CHURCH
... Holy Mary,
Mother of God ...
“We recognize
in Our Lady the
first vibration of
the strings of this
musical instrument which is the
reality of God”
(Fr Giussani, cf Traces no 6, 2003, p 2)
The constant
reference to the
figure of Mary–
Virgin and Mother
– is to show us the method chosen
by God for
communicating
Himself: God saves man through man.
In the early history of the Church,
there is a moment that marked a
crucial step
toward awareness
of this method:
the Council of
Ephesus, which
proclaimed Mary the “Mother
of God.”
The constant reference
to the figure of Our Lady, Virgin and Mother of God, is extremely valuable
as a method for living the Christian
experience. Looking
to and beseeching Her, who is “the first vibration of the strings of
this musical instrument which is the reality of God” (Giussani, Traces,
no 6, 2003) helps our awareness and freedom to open wide every day in the face
of the objectivity of the presence of Christ, the Word made flesh.

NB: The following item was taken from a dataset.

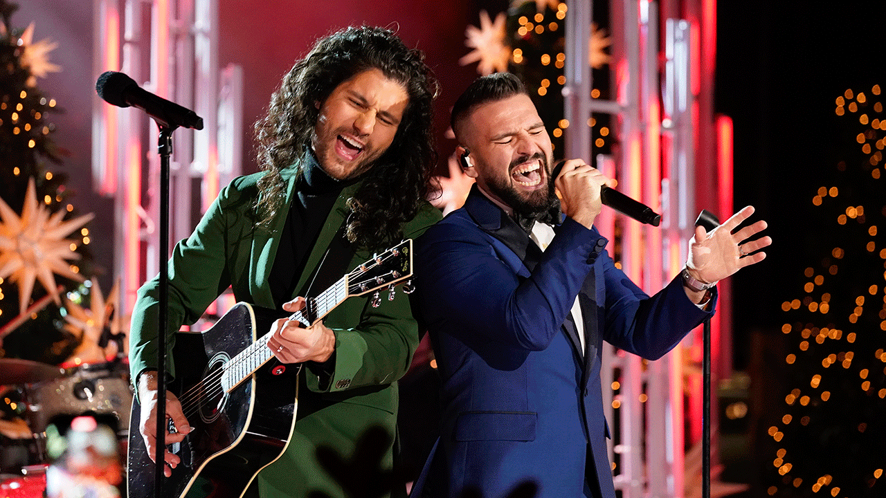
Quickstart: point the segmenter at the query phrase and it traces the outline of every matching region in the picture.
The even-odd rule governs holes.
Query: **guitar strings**
[[[365,270],[361,268],[357,268],[354,270],[352,274],[358,275],[361,272],[365,272],[370,268],[377,266],[377,264],[378,263],[372,264]],[[348,276],[351,276],[352,274],[349,274]],[[388,274],[385,274],[383,276],[387,276],[392,274],[392,272],[389,272]],[[349,291],[352,293],[357,291],[361,291],[361,286],[366,282],[370,282],[370,280],[360,282],[354,284],[348,284]],[[334,295],[337,295],[338,292],[333,292],[332,291],[340,292],[341,288],[344,285],[345,285],[345,279],[342,278],[338,282],[337,282],[333,285],[333,287],[330,288],[329,291],[323,292],[320,296],[317,297],[317,299],[309,300],[309,301],[314,303],[319,302],[320,306],[323,306],[324,308],[327,308],[325,312],[328,312],[330,310],[328,308],[330,302],[339,301],[339,300],[334,297]],[[333,297],[330,297],[330,295],[333,295]],[[290,319],[296,319],[302,323],[307,322],[307,319],[304,320],[304,322],[301,320],[304,318],[306,317],[302,314],[301,310],[296,311],[290,316]],[[200,399],[206,398],[207,396],[210,398],[214,398],[215,396],[223,395],[224,388],[222,386],[221,382],[218,381],[227,371],[229,371],[232,369],[239,368],[243,366],[244,363],[246,363],[247,367],[255,365],[255,369],[248,368],[250,371],[249,375],[251,375],[255,370],[257,370],[265,362],[267,362],[268,360],[270,360],[270,358],[273,356],[273,353],[270,353],[269,350],[266,351],[264,349],[264,346],[267,345],[267,340],[261,340],[269,335],[271,335],[270,332],[265,334],[265,336],[262,336],[262,338],[260,338],[260,340],[257,340],[252,345],[248,346],[244,351],[242,351],[239,354],[235,356],[231,362],[229,362],[229,363],[223,365],[221,369],[214,371],[213,374],[207,376],[206,378],[198,383],[188,392],[183,393],[182,398],[179,399],[179,402],[182,404],[183,411],[188,412],[185,414],[185,416],[190,416],[191,415],[194,415],[194,413],[196,413],[196,411],[199,409],[199,406],[196,404],[196,401],[199,401]],[[256,356],[259,357],[258,362],[255,361]],[[267,357],[262,358],[262,356],[267,356]],[[239,381],[235,383],[233,385],[237,385],[243,380],[245,380],[245,378],[248,377],[249,375],[244,377]],[[208,389],[206,389],[206,385],[210,383],[212,384],[209,385]]]
[[[376,282],[377,282],[377,278],[367,279],[364,280],[363,282],[359,282],[357,284],[350,284],[351,278],[358,276],[361,273],[365,273],[369,269],[374,268],[377,266],[380,266],[382,261],[393,256],[394,254],[392,253],[392,254],[389,256],[383,256],[381,258],[378,257],[373,258],[371,260],[371,262],[367,261],[369,265],[364,263],[363,265],[361,265],[357,268],[354,268],[347,275],[348,278],[346,279],[345,277],[340,278],[338,282],[336,282],[336,284],[332,285],[332,287],[322,292],[319,296],[317,296],[317,298],[307,300],[307,303],[306,303],[306,307],[303,309],[306,310],[309,309],[309,305],[313,304],[315,305],[315,307],[315,307],[315,309],[325,309],[323,313],[318,314],[318,316],[325,315],[325,313],[330,311],[331,308],[334,307],[334,306],[337,306],[338,302],[344,300],[339,300],[338,299],[338,294],[342,290],[342,287],[346,285],[346,282],[348,283],[346,284],[346,285],[348,287],[349,293],[354,293],[357,291],[363,292],[363,290],[361,287],[367,282],[372,282],[373,280],[376,280]],[[388,272],[387,274],[385,274],[382,276],[387,276],[393,274],[394,272]],[[345,299],[347,299],[347,293],[346,293]],[[331,307],[330,307],[330,303],[334,303]],[[307,317],[305,317],[304,314],[302,313],[302,310],[296,311],[291,315],[290,315],[289,319],[298,320],[302,323],[307,322]],[[179,398],[179,402],[182,405],[183,412],[185,412],[184,413],[185,416],[190,417],[190,416],[196,414],[196,412],[199,409],[198,401],[201,399],[205,399],[206,397],[215,398],[216,396],[224,395],[225,389],[222,385],[221,378],[222,377],[223,377],[225,373],[230,371],[233,369],[245,366],[244,364],[245,363],[245,367],[250,371],[250,373],[245,377],[240,378],[237,382],[234,383],[231,385],[231,387],[234,387],[235,385],[237,385],[241,382],[243,382],[243,380],[245,380],[245,378],[247,378],[249,375],[252,375],[252,373],[254,372],[255,370],[260,368],[261,365],[269,361],[274,354],[273,353],[270,352],[269,348],[267,348],[267,339],[266,340],[262,339],[265,339],[266,337],[268,337],[271,334],[272,332],[268,332],[267,334],[262,336],[259,340],[247,346],[243,351],[241,351],[233,359],[231,359],[230,362],[229,362],[226,364],[223,364],[220,369],[214,370],[212,374],[206,376],[200,382],[197,383],[194,386],[192,386],[190,389],[183,393],[182,397]],[[266,355],[267,357],[262,358],[263,356]],[[256,362],[256,360],[258,361]],[[253,365],[255,365],[254,369],[251,368]],[[208,387],[206,387],[207,385]]]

The fact that a gaze trained on Mary is the method for deepening knowledge
of the true humanity of the Person of the Son is impressively confirmed throughout
the Tradition. Particularly significant is the solemn proclamation of Mary
as Mother of God, made by the Council of Ephesus on June 22, 431. This third
Ecumenical Council (after Nicaea in 325 and Constantinople in 381) is a fundamental
milestone in the long, dramatic debate during the fourth and fifth centuries,
when the terms of faith in Jesus Christ, true God and true man, were worked
out more precisely, and which prepared the declaration of Chalcedon (451) on
the unicity of the divine person of Christ and His two natures, divine and
human.
The Council of Nicaea had defended the divinity of Christ (“of the same
substance as the Father”), condemning Arius, who wanted to reduce Him
to a mere creature, albeit an exceptional one. This decision, however, did
not crush Arianism, which, with the support of the emperor, spread throughout
the Church, so much so that it seemed on the point of prevailing. “The
world, trembling, was amazed to find itself Arian,” cried St Jerome.
The fight for the truth of the faith, carried out by a few great bishops (especially
Athanasius in the East and Ambrose in the West), in communion with the Bishop
of Rome, coincided with the struggle for the freedom of the Church from the
emperor’s interference.
The enduring Arian heresy threatened the heart of the faith itself by reducing
Jesus Christ to a moral issue. But this, paradoxically, forced the fathers
to clarify and study more deeply the genuine terms of the Christian announcement
concerning the Savior’s person and work of salvation. The result was
not, as the well-known and still widespread rebuke of von Harnack would have
it, the reduction of the existential force of the Gospel message to Hellenistic
philosophical schemes. On the contrary, it was a question of explaining in
adequate terms the claim of the all-embracing salvation by the person of Christ
in the face of recurrent attempts to make it fit into worldly religious schemes.
It was faithfulness and attachment to the original experience that determined
the use of the words (and, when necessary, coining new ones), and not vice
versa.
In the second half of the fourth century, the problem emerged of how the union
and relation between the human and divine natures in the person of Christ should
be understood. This was the context for the controversy Nestorius had to resolve
in his community between those who wanted to attribute to Mary the title only
of Anthropotokos, Mother of Man, and those who gave her the title of Theotokos,
Mother of God.
In his attempt to reconcile the dispute, Nestorius proposed for Mary the title
of Christotokos, Mother of Christ. The result was that the unicity of Christ
was broken into two persons, one only human, the other divine, the Word, who
dwelled in Christ as in a temple (the consequence is that Christ is the outcome
of a purely moral or accidental union).
The fathers gathered together at the Council of Ephesus condemned Nestorius
and solemnly proclaimed Mary’s divine motherhood: “It is not that
first an ordinary man was generated by the Holy Virgin and then the Word descended
on him, but that the Word was united with the flesh right in the mother’s
womb, was born according to the flesh, accepting the birth of His flesh….
Therefore [the holy fathers] had no doubt in proclaiming the Holy Virgin to
be Mother of God (Theotokos), Mother of God, not that the nature of the Word
or His divinity received the beginning of its existence from the holy Virgin,
but that, since the holy body, animated by a rational soul, which the Word
of God united to Himself according to the hypostasis, was born from her, the
Word is said to be born according to the flesh.” By this, it was reiterated
that the divine person of the Word assumed human flesh right “in the
mother’s womb.”
An important step was thus taken in the understanding of the terms of the faith
in the mystery of Christ’s Incarnation, which twenty years later the
Council of Chalcedon (October 22, 451) would make more precise by confessing
that He is one sole Person, “one and the same Christ, Lord and Only begotten,
to be acknowledged in two natures,” the divine and the human, without
confusion, immutable, undivided, and inseparable.